The big picture#
TL;DRthe 30-second version
- Concurrency = dealing with many tasks over the same period by interleaving them (taking turns). Parallelism = literally running tasks at the same instant. Concurrency is a structure; parallelism is a hardware capability.
- One core can only run one instruction stream at a time, so it creates the illusion of many tasks by switching between them fast — a context switch. That's concurrency without any parallelism.
- Parallelism needs multiple cores. With N cores you can truly overlap N tasks, so wall-clock time drops toward the length of the longest single task instead of the sum of all of them.
- More cores rarely means proportional speedup: work that can't be split, uneven task sizes, and time wasted blocked on I/O all leave cores idle. That ceiling is Amdahl's law, and it's why the sim's 'speedup' almost never equals the core count.
Everything below expands on these four points. Read the core sections top to bottom for the full mental model; the collapsible "Go deeper" boxes hold the advanced bits (threads vs async, race conditions, the math of speedup) you can skip on a first pass and come back to later.
Each cell is one time slice · only one task runs at any instant
Both cores run in the same instant
Start here: why the distinction matters#
A computer is always asked to do more than one thing at a time: serve many users, download a file while the UI stays responsive, run a background job while answering requests. The naive picture is 'it does them all at once.' But a single processor core is fundamentally sequential — it fetches one instruction, runs it, fetches the next. It cannot literally do two things in the same instant. So how does one core appear to juggle hundreds of tasks?
The answer is that it doesn't run them simultaneously — it interleaves them. It runs a little of task A, saves where it was, switches to task B, runs a little of that, switches back. The switches happen thousands of times a second, far faster than a human notices, so it looks simultaneous. That illusion is concurrency. Whether any of it is actually parallel — happening in the same instant — depends entirely on how many cores you have.
How a single core takes turns#
The component that decides who runs next is the scheduler. It keeps a set of ready tasks and hands the core to one of them for a short slice of time called a quantum (often a few milliseconds). When the quantum expires — or the task voluntarily gives up the core — the scheduler performs a context switch and gives the core to the next ready task.
- A task runs on the core until its quantum runs out, it finishes, or it has to wait for something (like disk or network).
- The scheduler saves that task's state — its registers, its place in the code — so it can be resumed exactly where it left off.
- It picks the next ready task (round-robin scheduling just rotates through them fairly so none is starved) and loads its saved state.
- The core resumes that task. Repeat thousands of times a second. To a human it looks like everything runs at once.

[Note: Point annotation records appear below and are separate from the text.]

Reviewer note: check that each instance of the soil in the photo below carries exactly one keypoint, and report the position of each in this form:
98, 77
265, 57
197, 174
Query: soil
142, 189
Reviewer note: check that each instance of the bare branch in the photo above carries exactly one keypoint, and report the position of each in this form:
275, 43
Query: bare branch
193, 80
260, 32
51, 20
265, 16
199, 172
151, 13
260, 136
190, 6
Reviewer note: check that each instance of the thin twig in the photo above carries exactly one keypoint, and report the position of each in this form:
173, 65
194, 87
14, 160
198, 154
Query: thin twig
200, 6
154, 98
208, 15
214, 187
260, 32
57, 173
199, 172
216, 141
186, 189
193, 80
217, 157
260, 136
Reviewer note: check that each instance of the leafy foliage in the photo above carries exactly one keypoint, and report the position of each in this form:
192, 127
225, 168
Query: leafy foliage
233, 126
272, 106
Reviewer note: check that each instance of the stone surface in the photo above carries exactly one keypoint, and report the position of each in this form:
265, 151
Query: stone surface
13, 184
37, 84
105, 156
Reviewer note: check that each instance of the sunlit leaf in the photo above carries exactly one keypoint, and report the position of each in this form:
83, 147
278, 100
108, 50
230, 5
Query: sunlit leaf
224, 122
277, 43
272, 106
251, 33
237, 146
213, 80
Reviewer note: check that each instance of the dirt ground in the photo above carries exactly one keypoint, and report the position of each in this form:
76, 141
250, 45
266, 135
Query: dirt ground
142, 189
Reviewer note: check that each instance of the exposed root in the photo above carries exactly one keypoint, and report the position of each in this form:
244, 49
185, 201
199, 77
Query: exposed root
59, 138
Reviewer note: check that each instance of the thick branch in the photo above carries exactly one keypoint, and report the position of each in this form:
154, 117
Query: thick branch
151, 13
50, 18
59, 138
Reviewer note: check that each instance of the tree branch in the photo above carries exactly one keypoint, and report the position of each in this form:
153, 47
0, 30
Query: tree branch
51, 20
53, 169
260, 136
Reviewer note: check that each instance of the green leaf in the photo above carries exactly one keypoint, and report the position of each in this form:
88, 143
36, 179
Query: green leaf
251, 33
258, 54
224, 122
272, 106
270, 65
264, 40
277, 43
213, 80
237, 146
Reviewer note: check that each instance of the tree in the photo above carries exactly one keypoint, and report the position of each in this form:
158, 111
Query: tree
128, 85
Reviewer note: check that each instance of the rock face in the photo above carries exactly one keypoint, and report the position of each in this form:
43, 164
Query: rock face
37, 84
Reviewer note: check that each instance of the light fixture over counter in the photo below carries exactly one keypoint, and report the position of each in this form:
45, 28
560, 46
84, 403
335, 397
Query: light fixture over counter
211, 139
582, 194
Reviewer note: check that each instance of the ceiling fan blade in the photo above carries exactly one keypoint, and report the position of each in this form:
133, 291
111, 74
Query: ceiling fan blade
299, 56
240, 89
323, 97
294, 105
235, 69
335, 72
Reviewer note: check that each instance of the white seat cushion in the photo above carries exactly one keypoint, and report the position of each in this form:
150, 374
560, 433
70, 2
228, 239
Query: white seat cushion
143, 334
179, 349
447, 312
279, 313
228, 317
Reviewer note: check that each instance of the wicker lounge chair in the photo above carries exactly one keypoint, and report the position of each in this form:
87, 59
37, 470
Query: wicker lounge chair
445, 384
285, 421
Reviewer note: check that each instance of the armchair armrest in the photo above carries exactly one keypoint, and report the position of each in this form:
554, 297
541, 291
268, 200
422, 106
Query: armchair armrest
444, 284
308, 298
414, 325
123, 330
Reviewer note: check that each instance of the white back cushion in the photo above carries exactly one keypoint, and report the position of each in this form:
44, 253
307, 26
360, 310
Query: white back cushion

In the simulator's one-core scenario you can watch this directly: tasks A and B alternate, one tick each, and the schedule fills A B A B A B. Only one runs at any instant — that's the defining property of concurrency on a single core. Add a second core and the picture changes completely.
The cost model: speedup, utilization, and Amdahl's law#
Two numbers describe how well a schedule uses its cores. Serial time is how long the work would take on a single core — the sum of all the CPU work. Wall-clock time is how long the schedule actually takes from the first tick to the last. Speedup is serial ÷ wall-clock: how many times faster you finished by spreading the work out.
- On one core, wall-clock equals serial, so speedup is exactly 1× — interleaving rearranges the work but can't make it finish sooner. Concurrency alone buys responsiveness, not throughput.
- Add cores and wall-clock drops toward the length of the longest single task — never below it. Two equal tasks on two cores finish in half the time (2× speedup); that's parallelism paying off.
- Utilization is the fraction of available core-time actually spent doing useful work. Idle cores (no ready work) and blocked cores (stuck waiting on I/O) both drag it down — and low utilization is exactly why speedup falls short of the core count.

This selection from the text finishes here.